- Peter Schiff says Bitcoin “fundamentally fails as money” and will trend toward zero.
- He cites gold’s superior performance and Bitcoin’s fragile liquidity.
- Regulatory tightening and sentiment shifts could accelerate Bitcoin’s collapse.
Peter Schiff has once again doubled down on his long-running call that Bitcoin will eventually hit zero, this time during a live Twitch chat with Threadguy. His reasoning? Bitcoin, he says, isn’t money—it’s just belief. According to Schiff, BTC “fundamentally fails as money” because it’s not a stable medium of exchange or widely accepted unit of account. Without cash flow, intrinsic value, or redeemable backing, the only thing holding price up is confidence. When sentiment cracks, he argues, that confidence can vanish fast—sending price into a free fall.

Gold Shines When Bitcoin Bleeds
For Schiff, the “digital gold” story collapses under pressure. Every time markets panic, gold catches a bid while Bitcoin stumbles. He points to the June selloff, when oil and gold rallied but BTC dipped, calling it proof that Bitcoin acts like a high-beta risk asset, not a safe haven. In his view, if Bitcoin can’t hold up when fear spikes, it fails the one test that defines real gold’s value.
ETF Hype Can’t Fix Liquidity Fragility
Schiff also takes aim at Bitcoin ETFs, calling them a “false fix” for a market built on unstable liquidity. He warns that ETF and institutional buying concentrates flows—fine while demand lasts, but dangerous when it reverses. “Who buys from you at size when you need out?” he asked Michael Saylor earlier this year. In his eyes, Bitcoin’s float isn’t just miner output—it’s every long-term holder who could panic-sell once the narrative breaks.
Governments Can Still Squeeze Crypto
The fourth prong of Schiff’s case is regulation. He believes governments will gradually choke Bitcoin’s real-world use—limiting on-ramps, tightening custody, and enforcing tougher taxation—until the “crypto as money” dream fades. This summer, he called Bitcoin a “decentralized Ponzi propped up by politics,” arguing that even friendly rhetoric from Washington can’t offset the growing operational pressure. His prediction: the next global credit crunch will reveal Bitcoin’s fragility rather than its strength.

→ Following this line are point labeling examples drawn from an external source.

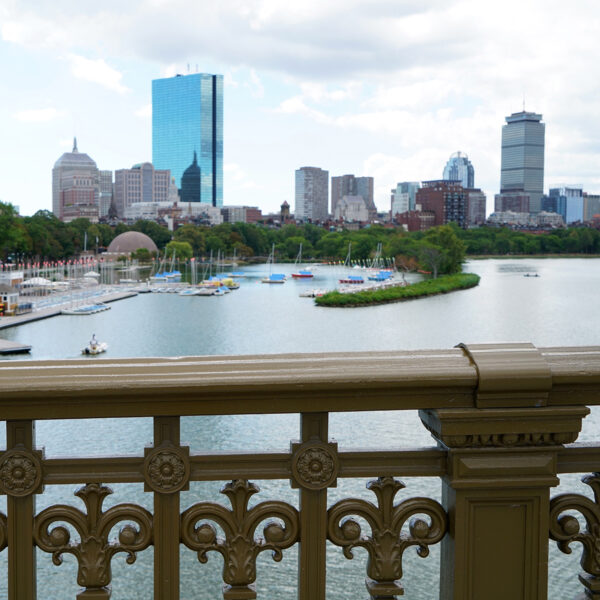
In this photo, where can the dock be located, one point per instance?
(7, 347)
(45, 313)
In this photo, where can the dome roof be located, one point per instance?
(130, 241)
(75, 159)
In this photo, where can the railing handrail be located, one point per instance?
(283, 383)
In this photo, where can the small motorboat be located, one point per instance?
(95, 347)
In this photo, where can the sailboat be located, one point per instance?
(305, 273)
(273, 277)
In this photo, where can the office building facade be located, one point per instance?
(187, 118)
(522, 168)
(406, 187)
(142, 184)
(311, 194)
(447, 200)
(567, 202)
(459, 168)
(75, 186)
(349, 185)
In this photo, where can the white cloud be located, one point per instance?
(97, 71)
(38, 115)
(236, 178)
(256, 86)
(144, 112)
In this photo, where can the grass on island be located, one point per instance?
(429, 287)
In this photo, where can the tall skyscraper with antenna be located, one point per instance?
(187, 121)
(522, 169)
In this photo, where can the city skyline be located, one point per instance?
(392, 100)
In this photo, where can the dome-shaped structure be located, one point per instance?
(75, 159)
(130, 241)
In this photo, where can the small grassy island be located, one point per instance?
(429, 287)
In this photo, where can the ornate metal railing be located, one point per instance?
(505, 417)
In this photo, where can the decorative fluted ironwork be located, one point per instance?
(240, 547)
(565, 529)
(387, 542)
(3, 531)
(94, 551)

Gold Outperforms, Bitcoin Underperforms
Finally, Schiff returns to the scoreboard. On days when gold rises and Bitcoin lags, he says it’s the ultimate tell: institutions chasing safety still choose metal, not math. Each divergence, he argues, erodes Bitcoin’s macro credibility. As he put it this week, “The digital gold narrative is bleeding out in real time.”
Whether or not his “zero” thesis proves right, Schiff’s reasoning is consistent: no intrinsic value, weak liquidity, government risk, and gold dominance. To him, Bitcoin’s survival depends not on philosophy—but on flows.